Hogan's Homicide: The Strange Life And Death Of Bob Crane

By | November 9, 2017

test article image
Left: Bob Crane with Sigrid Valdis, a fellow 'Hogan's Heroes' cast member and Crane's second wife, 1969. Right: Crane demonstrating his enthusiasm as an amateur photographer in 1965. Sources: Wikimedia Commons; CBS via Getty Images

As Colonel Hogan on Hogan's Heroes, Bob Crane played an American prisoner of war held by Nazi Germans during World War II. It was a strange premise for a sitcom, but American viewers suspended their disbelief and the show was a hit. Bob Crane's private life and untimely 1978 death were another matter -- the nation had a hard time reconciling the jovial TV personality with debauchery and murder.
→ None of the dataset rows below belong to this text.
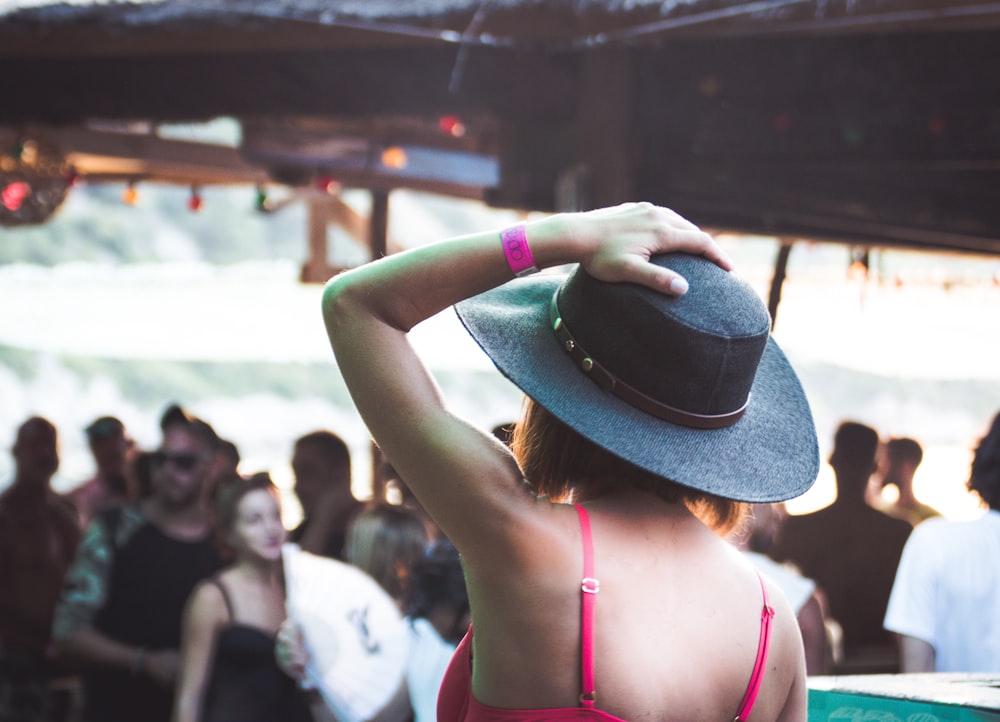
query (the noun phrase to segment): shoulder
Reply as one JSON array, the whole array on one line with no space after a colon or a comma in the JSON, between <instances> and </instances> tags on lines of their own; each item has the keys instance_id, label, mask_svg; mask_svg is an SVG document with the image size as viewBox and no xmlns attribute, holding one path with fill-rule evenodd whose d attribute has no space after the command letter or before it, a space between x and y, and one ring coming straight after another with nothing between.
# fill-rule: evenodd
<instances>
[{"instance_id":1,"label":"shoulder","mask_svg":"<svg viewBox=\"0 0 1000 722\"><path fill-rule=\"evenodd\" d=\"M787 562L776 562L756 552L746 552L746 555L762 576L773 581L781 589L789 604L798 613L816 589L816 582L803 576L798 569Z\"/></svg>"},{"instance_id":2,"label":"shoulder","mask_svg":"<svg viewBox=\"0 0 1000 722\"><path fill-rule=\"evenodd\" d=\"M92 527L99 527L105 535L113 536L116 546L121 546L140 527L149 521L142 510L134 505L113 506L104 509L90 522Z\"/></svg>"},{"instance_id":3,"label":"shoulder","mask_svg":"<svg viewBox=\"0 0 1000 722\"><path fill-rule=\"evenodd\" d=\"M519 512L508 510L491 529L489 545L458 546L466 572L474 579L495 579L507 586L512 574L547 584L553 567L582 558L580 517L571 504L533 497ZM591 518L592 524L593 517ZM491 525L494 526L494 525Z\"/></svg>"},{"instance_id":4,"label":"shoulder","mask_svg":"<svg viewBox=\"0 0 1000 722\"><path fill-rule=\"evenodd\" d=\"M219 581L210 577L198 582L187 602L188 616L199 624L221 624L226 618L226 599Z\"/></svg>"},{"instance_id":5,"label":"shoulder","mask_svg":"<svg viewBox=\"0 0 1000 722\"><path fill-rule=\"evenodd\" d=\"M70 514L76 518L77 507L69 496L65 494L57 494L53 491L49 494L48 501L49 508L52 509L53 512L61 515Z\"/></svg>"},{"instance_id":6,"label":"shoulder","mask_svg":"<svg viewBox=\"0 0 1000 722\"><path fill-rule=\"evenodd\" d=\"M881 514L881 512L876 513ZM882 520L882 527L884 529L885 536L902 547L902 545L913 533L913 524L904 519L900 519L899 517L889 516L888 514L882 514L882 516L884 517Z\"/></svg>"},{"instance_id":7,"label":"shoulder","mask_svg":"<svg viewBox=\"0 0 1000 722\"><path fill-rule=\"evenodd\" d=\"M984 539L992 538L997 529L1000 529L1000 514L996 512L964 521L936 516L921 522L913 529L909 545L922 548L968 549L968 545L976 545Z\"/></svg>"},{"instance_id":8,"label":"shoulder","mask_svg":"<svg viewBox=\"0 0 1000 722\"><path fill-rule=\"evenodd\" d=\"M66 492L66 497L72 501L77 501L81 497L85 497L94 491L94 487L97 485L97 478L87 479L86 481L81 481L79 484L74 486L72 489Z\"/></svg>"}]
</instances>

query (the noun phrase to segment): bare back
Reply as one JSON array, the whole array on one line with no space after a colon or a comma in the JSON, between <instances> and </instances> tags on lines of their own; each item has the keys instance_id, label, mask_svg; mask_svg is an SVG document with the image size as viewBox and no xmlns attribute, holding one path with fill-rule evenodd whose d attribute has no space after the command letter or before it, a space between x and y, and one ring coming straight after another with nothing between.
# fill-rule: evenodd
<instances>
[{"instance_id":1,"label":"bare back","mask_svg":"<svg viewBox=\"0 0 1000 722\"><path fill-rule=\"evenodd\" d=\"M634 721L733 719L760 639L753 568L685 509L650 495L586 506L600 581L597 707ZM549 511L547 531L522 530L518 546L538 537L537 558L523 569L468 572L473 692L484 704L579 704L581 538L571 507ZM773 587L768 595L776 608L772 646L750 719L804 719L805 690L793 690L804 676L794 613Z\"/></svg>"}]
</instances>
Hogan’s Heroes aired from 1965 to 1971. Colonel Hogan and his men had the ability to escape but remained captive in German POW camp, Stalag 13, in an effort to advance the American cause. In short, Colonel Hogan and his men made fools of the German officers who were in charge of them.
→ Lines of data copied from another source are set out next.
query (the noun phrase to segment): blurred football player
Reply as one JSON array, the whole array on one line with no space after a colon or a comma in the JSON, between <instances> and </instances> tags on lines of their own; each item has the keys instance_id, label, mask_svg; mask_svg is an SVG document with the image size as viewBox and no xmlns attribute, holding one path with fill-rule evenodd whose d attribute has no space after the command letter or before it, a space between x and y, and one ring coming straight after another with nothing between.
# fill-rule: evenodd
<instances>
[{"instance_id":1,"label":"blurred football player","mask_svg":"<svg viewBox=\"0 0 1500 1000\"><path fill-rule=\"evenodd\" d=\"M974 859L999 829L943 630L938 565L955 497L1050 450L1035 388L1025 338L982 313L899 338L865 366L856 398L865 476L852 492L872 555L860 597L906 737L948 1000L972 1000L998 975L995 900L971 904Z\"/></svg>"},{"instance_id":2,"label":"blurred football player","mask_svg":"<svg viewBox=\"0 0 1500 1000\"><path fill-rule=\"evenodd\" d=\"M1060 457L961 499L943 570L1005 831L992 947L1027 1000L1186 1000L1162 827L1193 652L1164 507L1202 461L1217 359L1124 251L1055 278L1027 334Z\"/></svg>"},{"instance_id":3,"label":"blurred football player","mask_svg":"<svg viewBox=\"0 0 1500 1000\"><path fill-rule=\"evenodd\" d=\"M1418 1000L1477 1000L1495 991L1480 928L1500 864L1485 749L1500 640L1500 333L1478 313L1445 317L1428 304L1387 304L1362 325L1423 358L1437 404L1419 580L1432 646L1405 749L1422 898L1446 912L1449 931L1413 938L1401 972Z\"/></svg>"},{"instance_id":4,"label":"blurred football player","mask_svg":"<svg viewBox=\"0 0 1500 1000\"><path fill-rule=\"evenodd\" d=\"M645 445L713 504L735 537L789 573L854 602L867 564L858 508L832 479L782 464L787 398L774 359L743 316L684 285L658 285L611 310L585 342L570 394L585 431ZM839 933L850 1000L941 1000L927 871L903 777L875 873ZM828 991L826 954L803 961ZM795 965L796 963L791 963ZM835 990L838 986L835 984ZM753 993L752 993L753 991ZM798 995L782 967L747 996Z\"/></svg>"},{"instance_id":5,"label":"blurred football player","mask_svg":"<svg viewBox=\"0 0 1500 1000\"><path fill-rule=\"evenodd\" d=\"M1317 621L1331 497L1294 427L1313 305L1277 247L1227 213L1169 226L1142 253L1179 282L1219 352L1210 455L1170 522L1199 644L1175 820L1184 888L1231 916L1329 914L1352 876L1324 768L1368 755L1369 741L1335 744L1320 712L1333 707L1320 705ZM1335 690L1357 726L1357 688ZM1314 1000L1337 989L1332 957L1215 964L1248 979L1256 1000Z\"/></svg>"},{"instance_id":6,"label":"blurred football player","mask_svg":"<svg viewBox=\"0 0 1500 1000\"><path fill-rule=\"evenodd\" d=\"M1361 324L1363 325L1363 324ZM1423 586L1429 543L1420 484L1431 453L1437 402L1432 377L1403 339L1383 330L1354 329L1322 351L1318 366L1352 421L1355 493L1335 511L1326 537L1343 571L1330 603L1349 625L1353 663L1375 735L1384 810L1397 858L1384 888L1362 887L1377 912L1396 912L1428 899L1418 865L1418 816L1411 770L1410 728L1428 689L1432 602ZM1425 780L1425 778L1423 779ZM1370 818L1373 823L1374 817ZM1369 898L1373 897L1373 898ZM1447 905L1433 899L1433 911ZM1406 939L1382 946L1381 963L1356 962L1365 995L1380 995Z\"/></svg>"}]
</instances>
Bob Crane Had Been Successful Before And After 'Hogan's Heroes'

test article image

There was much more to Bob Crane. He was also a musician, a radio host and a disc jockey. Prior to the series Hogan’s Heroes, he had been seen on The Donna Reed Show and The Dick Van Dyke Show. His celebrity acquaintances, including Johnny Carson, Marilyn Monroe, Frank Sinatra and Bob Hope, most definitely didn’t hurt his image. Crane appeared on popular shows including The Twilight Zone and Alfred Hitchcock Presents. After Hogan’s Heroes was cancelled, Crane appeared in a couple of Disney productions, and dabbled in some other projects -- he was a working actor, but never again became the sort of ubiquitous celebrity he'd been while the show was on the air.